Kessler v. Totus Tuus, L.L.C., 2007-A-0028 (6-15-2007)

MEMORANDUM OPINION {¶ 1} On March 9, 2007, appellant, Tamara S. Kessler, filed a notice of appeal from a February 9, 2007 entry of the Ashtabula County Court of Common Pleas. *Page 2

{¶ 2} In the February 9, 2007 judgment entry, the trial court dismissed appellant's motion to quiet title for certain properties and ordered that appellee, Totus Tuus, L.L.C., was the owner in fee simple and was entitled to quiet and peaceful possession of the property free of any claim of appellant. The trial court further overruled the motion for summary judgment of appellees, Totus Tuus, L.L.C. and Marlene Harris, and the motion for summary judgment of Mark and Mary Harris. The trial court found that appellees were entitled to summary judgment on the counterclaims and cross-claims of 3740 Holding Trust, and that their motion for summary judgment was granted, and the claims of 3740 Holding Trust are dismissed with prejudice. The trial court concluded that appellees own certain real estate free of claim by any of the other parties in this matter.

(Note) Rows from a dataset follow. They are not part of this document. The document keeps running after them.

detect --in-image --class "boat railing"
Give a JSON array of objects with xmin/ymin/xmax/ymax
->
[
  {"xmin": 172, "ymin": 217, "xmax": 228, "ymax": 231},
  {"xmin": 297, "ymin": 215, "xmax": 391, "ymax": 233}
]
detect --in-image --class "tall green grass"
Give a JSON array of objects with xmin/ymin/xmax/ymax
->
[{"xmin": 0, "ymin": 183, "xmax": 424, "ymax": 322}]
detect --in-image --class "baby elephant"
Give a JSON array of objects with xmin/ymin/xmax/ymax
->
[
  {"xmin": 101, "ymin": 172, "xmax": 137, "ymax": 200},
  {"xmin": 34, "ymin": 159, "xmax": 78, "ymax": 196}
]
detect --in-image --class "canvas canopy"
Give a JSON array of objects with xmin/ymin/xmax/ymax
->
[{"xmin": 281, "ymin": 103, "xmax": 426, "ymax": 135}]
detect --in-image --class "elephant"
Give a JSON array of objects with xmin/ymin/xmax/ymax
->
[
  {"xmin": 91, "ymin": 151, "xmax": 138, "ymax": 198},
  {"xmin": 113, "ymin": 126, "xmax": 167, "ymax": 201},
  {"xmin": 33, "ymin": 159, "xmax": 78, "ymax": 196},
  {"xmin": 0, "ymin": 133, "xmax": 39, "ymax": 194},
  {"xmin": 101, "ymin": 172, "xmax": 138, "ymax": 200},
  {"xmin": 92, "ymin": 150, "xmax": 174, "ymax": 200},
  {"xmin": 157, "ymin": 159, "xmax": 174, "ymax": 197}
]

{¶ 3} On April 5, 2007, appellees filed a motion to dismiss alleging that the order appealed from is not a final appealable order. Appellees specifically stated that this court only has subject matter jurisdiction to review final orders, and that the February 9 entry did not dispose of all the claims or contain the requisite Civ.R. 54(B) language that "there is no just reason for delay."

{¶ 4} On April 23, 2007, appellant filed an "Objection to Appellees['] Motion to Dismiss Appeals."

{¶ 5} Civ.R. 54(B) provides that:

{¶ 6} "When more than one claim for relief is presented in an action whether as a claim, counterclaim, cross-claim, or third-party claim, and whether arising out of the same or separate transactions, or when multiple parties are involved, the court may enter final judgment as to one or more but fewer than all of the claims or parties only *Page 3 upon an express determination that there is no just reason for delay. In the absence of a determination that there is no just reason for delay, any order or other form of decision, however designated, which adjudicates fewer than all the claims or the rights and liabilities of fewer than all the parties, shall not terminate the action as to any of the claims or parties, and the order or other form of decision is subject to revision at any time before the entry of judgment adjudicating all the claims and the rights and liabilities of all the parties."

{¶ 7} It is well-established that in a situation where multiple claims and/or parties are involved, a judgment entry that enters final judgment as to one or more but fewer than all of the claims is not a final appealable order in the absence of Civ.R. 54(B) language stating that "there is no just reason for delay[.]" Girard v. LeatherworksPartnership, 11th Dist. No. 2001-T-0138, 2002-Ohio-7276, at ¶ 17, citingState ex rel. A D Ltd. Partnership v. Keefe (1996), 77 Ohio St.3d 50,56.

{¶ 8} Here, it is clear from the February 9, 2007 entry that there are still claims pending in the trial court. Furthermore, the February 9 judgment entry that was appealed from does not contain any Civ.R. 54(B) language. Thus, without the inclusion of Civ.R. 54(B) language, there is no final appealable order.

{¶ 9} Moreover, on April 25, 2007, appellant filed an amended notice of appeal from the March 27, 2007 judgment entry of the trial court. However, the March 27 entry only disposed of one of the third party defendants, i.e. Key Bank. The March 27 order also does not contain any Civ.R. 54(B) language. Since, there are still several claims, cross-claims and third party claims pending, and without the Civ.R. 54(B) language included, we have no final appealable order. *Page 4

{¶ 10} Based upon the foregoing analysis, this appeal is dismissed due to lack of a final appealable order.

{¶ 11} Appeal dismissed.

COLLEEN MARY OTOOLE, J., MARY JANE TRAPP, J., concur.